Even when he was in the Control Center, Faget seemed indifferent to the flights. It was an outgrowth of the traditional cleavage of design people and operations people in the world of aviation. “Max completely hated Operations,” one said. Caldwell Johnson explained: “Max always pissed and moaned about the Operations guys—about how you design a good spacecraft, and then they come along and screw it all up. And that’s not so. That’s not so at all. But it’s kind of a built-in professional disagreement.”

Faget seldom bothered with a drafting table. He worked from ordinary coordinated paper, the kind sold at the corner drugstore. And while he knew what all the alphas and epsilons of the engineering world meant, he didn’t start with them when confronting a problem. Once when a visitor asked him whether he was an “intuitive” engineer, he answered, “I think I’m an intuitive engineer, yes. There is such a thing as a talent for things. I think I have a talent for it… . You know, it depends on how you want to use your tools, and how you want to do your analysis. I can almost go in a trance… . I can get fully absorbed in a problem, to the point of almost—well, you really have to distract me to get my attention.”

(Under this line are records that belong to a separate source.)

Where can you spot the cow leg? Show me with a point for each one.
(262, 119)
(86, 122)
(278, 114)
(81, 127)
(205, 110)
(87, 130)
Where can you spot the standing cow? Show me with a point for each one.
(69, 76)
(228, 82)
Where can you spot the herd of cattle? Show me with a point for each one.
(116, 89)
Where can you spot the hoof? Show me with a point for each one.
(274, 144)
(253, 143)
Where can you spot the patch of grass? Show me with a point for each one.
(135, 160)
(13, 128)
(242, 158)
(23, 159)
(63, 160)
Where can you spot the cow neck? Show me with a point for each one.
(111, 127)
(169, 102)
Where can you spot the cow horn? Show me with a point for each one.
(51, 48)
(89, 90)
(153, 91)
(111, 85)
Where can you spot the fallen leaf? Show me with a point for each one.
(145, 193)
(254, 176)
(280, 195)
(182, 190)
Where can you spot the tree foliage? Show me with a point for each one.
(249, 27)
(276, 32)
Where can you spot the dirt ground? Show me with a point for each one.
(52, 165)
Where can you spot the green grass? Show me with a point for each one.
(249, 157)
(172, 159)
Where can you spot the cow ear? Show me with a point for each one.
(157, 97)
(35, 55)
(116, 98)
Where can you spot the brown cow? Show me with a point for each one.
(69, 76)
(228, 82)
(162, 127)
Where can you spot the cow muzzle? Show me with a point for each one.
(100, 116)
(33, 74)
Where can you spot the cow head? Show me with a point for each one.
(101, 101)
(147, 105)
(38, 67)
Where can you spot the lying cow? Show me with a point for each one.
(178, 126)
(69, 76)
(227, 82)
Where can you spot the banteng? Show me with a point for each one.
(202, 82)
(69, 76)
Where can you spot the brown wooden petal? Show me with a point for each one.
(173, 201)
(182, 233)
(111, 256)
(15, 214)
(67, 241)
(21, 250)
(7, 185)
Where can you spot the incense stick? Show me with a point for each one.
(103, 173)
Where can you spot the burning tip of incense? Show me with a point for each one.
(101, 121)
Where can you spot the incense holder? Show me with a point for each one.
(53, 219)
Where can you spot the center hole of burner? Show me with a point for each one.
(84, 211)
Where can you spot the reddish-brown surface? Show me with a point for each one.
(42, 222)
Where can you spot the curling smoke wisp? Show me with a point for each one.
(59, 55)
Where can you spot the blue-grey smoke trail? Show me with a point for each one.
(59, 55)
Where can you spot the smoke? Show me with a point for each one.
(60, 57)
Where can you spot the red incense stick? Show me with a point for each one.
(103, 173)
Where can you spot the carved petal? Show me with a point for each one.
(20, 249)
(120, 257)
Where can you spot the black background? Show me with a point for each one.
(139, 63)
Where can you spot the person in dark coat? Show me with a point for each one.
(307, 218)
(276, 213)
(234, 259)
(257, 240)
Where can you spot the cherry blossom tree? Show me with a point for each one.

How long does this last? he was asked. “I don’t know. I really don’t know. Oh—sometimes days and weeks. You can’t stand it but so long. I won’t say a trance—you know, you just stare at the wall. Your brain is working, I know that. It takes energy: You’re tired after you’ve come out of it.”

To his colleagues, the products of Faget’s trances sometimes seemed more like imaginative leaps than solid, precise engineering—one of them used to claim that “Faget” stood for “Flat-Ass Guess Every Time.” But the consensus of the engineers who worked closely with Faget was that his batting average was astonishingly high. “Max had brilliant ideas, and he was usually right,” said John Disher, and that was the way that he came to be perceived throughout NASA. “This country has owed a debt of gratitude to Max for a long time,” maintained Glynn Lunney—an Operations man. Forty years after he was first hired at Langley, a colleague since N.A.C.A. days would describe Max Faget by saying, “The United States could run for the next hundred years on the ideas Max had while he was shaving this morning.”